Encore un froncement de sourcils. "Beck..."

"Non. Rien d'autre ne sort de l'ordinaire."

"Super. Merci, Beckett, vous avez été d'une grande aide", dit-elle en arrêtant l'enregistrement.

Ces mots ressemblent à de la courtoisie professionnelle. Plus comme le lieutenant Bergen que comme maman.

"Je dois vous demander de ne parler à personne de ce qui s'est passé aujourd'hui. De ce que vous avez vu dans les vestiaires. Par respect pour ce pauvre bébé et sa famille. Et pour l'intégrité de l'enquête. Est-ce que vous comprenez ?"

"Bien sûr." Je me lève et mets mon sac en bandoulière, en supposant que je suis libre de partir. "Que va-t-il se passer maintenant ? Qu'est-ce que vous allez faire ?"

"Eh bien, en attendant les résultats du coroner, nous allons essayer de trouver les parents du bébé."

"En interrogeant les élèves et les professeurs ?"

"En les interrogeant, oui. Et en analysant les preuves sur... sur la scène de crime."

"Le sang et le sac marin ?"

"Et ce dans quoi le bébé était enveloppé. Et toutes les vidéos de sécurité que nous pouvons trouver. Bien qu'il s'avère qu'il n'y a pas de caméras face à la porte du vestiaire."

"Que ferez-vous quand vous les trouverez ? Les parents ?"

"Peut-être rien de plus qu'offrir une assistance psychologique. Nous ne savons pas si un crime a été commis.
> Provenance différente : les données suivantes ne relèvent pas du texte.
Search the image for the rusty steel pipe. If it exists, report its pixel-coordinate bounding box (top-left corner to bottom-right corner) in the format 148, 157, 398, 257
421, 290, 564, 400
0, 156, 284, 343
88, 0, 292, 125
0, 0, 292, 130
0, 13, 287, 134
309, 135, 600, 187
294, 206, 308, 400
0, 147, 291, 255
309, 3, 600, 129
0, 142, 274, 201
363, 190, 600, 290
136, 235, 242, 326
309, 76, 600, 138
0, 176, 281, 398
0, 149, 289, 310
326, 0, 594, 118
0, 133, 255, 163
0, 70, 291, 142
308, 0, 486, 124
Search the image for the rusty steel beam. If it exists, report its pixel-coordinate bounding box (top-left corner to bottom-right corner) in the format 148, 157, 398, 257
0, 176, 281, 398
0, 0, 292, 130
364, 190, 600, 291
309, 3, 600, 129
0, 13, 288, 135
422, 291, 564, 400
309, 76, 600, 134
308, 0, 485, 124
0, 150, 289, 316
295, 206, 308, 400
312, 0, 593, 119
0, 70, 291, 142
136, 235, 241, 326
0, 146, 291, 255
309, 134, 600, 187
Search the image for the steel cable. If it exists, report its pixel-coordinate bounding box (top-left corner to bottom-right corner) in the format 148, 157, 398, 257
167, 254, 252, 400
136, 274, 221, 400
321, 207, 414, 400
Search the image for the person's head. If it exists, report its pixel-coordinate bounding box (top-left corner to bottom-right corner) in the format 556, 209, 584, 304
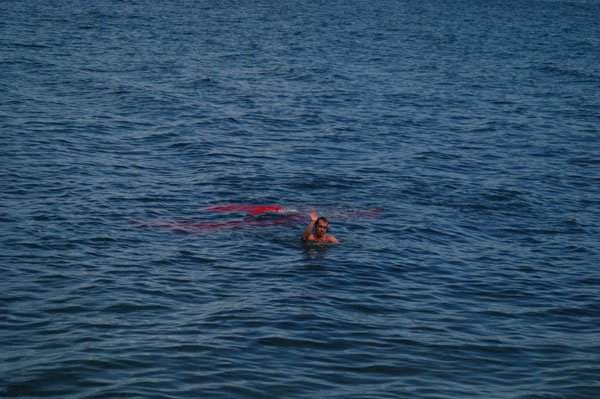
315, 216, 329, 237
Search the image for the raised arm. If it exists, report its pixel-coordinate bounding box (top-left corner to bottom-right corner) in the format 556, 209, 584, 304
302, 210, 318, 241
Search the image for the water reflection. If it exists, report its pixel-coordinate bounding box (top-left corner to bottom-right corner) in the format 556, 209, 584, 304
302, 242, 331, 259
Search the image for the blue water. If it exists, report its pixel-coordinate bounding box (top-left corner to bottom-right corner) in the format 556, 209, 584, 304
0, 0, 600, 398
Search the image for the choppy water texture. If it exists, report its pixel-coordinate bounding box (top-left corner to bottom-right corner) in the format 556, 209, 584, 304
0, 0, 600, 398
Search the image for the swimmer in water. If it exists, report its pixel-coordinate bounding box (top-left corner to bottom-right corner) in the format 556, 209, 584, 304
302, 210, 340, 244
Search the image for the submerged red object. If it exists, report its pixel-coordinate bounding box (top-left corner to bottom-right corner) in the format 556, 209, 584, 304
202, 204, 285, 215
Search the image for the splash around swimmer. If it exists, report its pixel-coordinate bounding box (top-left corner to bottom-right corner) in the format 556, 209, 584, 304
302, 210, 340, 244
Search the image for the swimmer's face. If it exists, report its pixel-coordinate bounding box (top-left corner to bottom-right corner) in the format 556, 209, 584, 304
317, 220, 327, 237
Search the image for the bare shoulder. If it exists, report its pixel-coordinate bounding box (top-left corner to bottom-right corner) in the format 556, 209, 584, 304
327, 236, 340, 244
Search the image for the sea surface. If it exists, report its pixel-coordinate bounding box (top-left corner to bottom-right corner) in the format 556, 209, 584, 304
0, 0, 600, 399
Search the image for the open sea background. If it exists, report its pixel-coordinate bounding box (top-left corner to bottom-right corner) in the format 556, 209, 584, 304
0, 0, 600, 398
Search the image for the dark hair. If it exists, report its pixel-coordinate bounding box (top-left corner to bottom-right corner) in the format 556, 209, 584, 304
315, 216, 329, 224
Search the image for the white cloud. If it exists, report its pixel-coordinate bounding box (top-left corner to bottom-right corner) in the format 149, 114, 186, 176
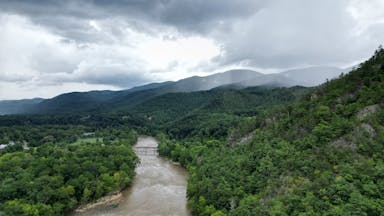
0, 12, 220, 98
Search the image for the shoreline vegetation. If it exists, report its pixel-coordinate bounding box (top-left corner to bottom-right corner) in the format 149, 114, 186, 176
71, 192, 123, 215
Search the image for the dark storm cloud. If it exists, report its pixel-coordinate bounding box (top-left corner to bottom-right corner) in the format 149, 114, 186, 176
0, 0, 384, 99
0, 0, 265, 35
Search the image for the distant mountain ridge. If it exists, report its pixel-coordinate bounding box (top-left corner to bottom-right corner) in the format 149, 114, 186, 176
0, 67, 347, 114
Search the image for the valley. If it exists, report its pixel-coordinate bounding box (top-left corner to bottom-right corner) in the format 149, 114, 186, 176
0, 48, 384, 216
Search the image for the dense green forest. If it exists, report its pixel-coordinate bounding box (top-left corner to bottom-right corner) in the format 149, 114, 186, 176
158, 48, 384, 215
0, 125, 138, 215
0, 84, 308, 215
0, 48, 384, 216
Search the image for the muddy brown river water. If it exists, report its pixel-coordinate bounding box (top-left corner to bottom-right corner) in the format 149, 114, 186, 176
75, 137, 190, 216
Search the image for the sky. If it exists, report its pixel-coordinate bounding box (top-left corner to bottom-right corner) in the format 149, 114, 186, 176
0, 0, 384, 99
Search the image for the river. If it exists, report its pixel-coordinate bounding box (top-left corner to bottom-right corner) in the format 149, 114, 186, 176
75, 136, 190, 216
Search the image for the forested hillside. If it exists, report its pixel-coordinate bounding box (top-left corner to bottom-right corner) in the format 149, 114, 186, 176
159, 48, 384, 215
0, 123, 138, 215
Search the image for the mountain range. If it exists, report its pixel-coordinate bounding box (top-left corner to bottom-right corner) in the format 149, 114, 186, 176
0, 66, 348, 115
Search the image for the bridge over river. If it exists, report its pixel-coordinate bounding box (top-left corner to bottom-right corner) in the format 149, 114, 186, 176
75, 136, 190, 216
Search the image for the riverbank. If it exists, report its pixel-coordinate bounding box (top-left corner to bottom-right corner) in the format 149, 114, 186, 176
74, 136, 191, 216
74, 192, 123, 213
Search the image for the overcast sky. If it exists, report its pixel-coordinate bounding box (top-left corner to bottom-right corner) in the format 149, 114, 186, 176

Il est possible que le bébé soit mort de causes naturelles."

"C'est un prématuré, n'est-ce pas ? C'est pour ça qu'il était si petit et rouge ?"

"Je pense que oui. Le médecin légiste pourra en être sûr." Ma mère se lève enfin et fait signe à l'officier Green qu'il peut partir. "Je suis désolée pour Jake", dit-elle alors que la porte se referme derrière l'autre officier. "Que s'est-il passé ?"

Je hausse les épaules. "Nous sommes des adolescents. On s'ennuie."

Ma mère porte le scepticisme comme un second badge. "Eh bien, je serai à la maison ce soir, si tu veux en parler."

"Bien sûr." Mais nous savons tous les deux que ça n'arrivera pas, même si elle rentre avant que je me couche. Je tire la sangle de mon sac à dos plus haut sur mon épaule et je me dirige vers la porte.

"Beckett", appelle ma mère. Je me tourne, et la façon dont elle me regarde maintenant, c'est maman. "Je sais que ça n'a pas dû être facile. Trouver le bébé. Je suis vraiment désolée que... Eh bien, je suis juste désolée. Je déteste que tu aies dû voir quelque chose d'aussi triste."

Encore une fois.

Elle ne le dit pas à voix haute, mais je sais qu'elle le pense. Parce que je le pense aussi.

Tu me manques, papa.

Sur le parking, je démarre ma voiture, mais avant de rentrer, j'envoie un SMS à Jake.

Viens ici. Maintenant. J'ai trouvé ton sac de voyage.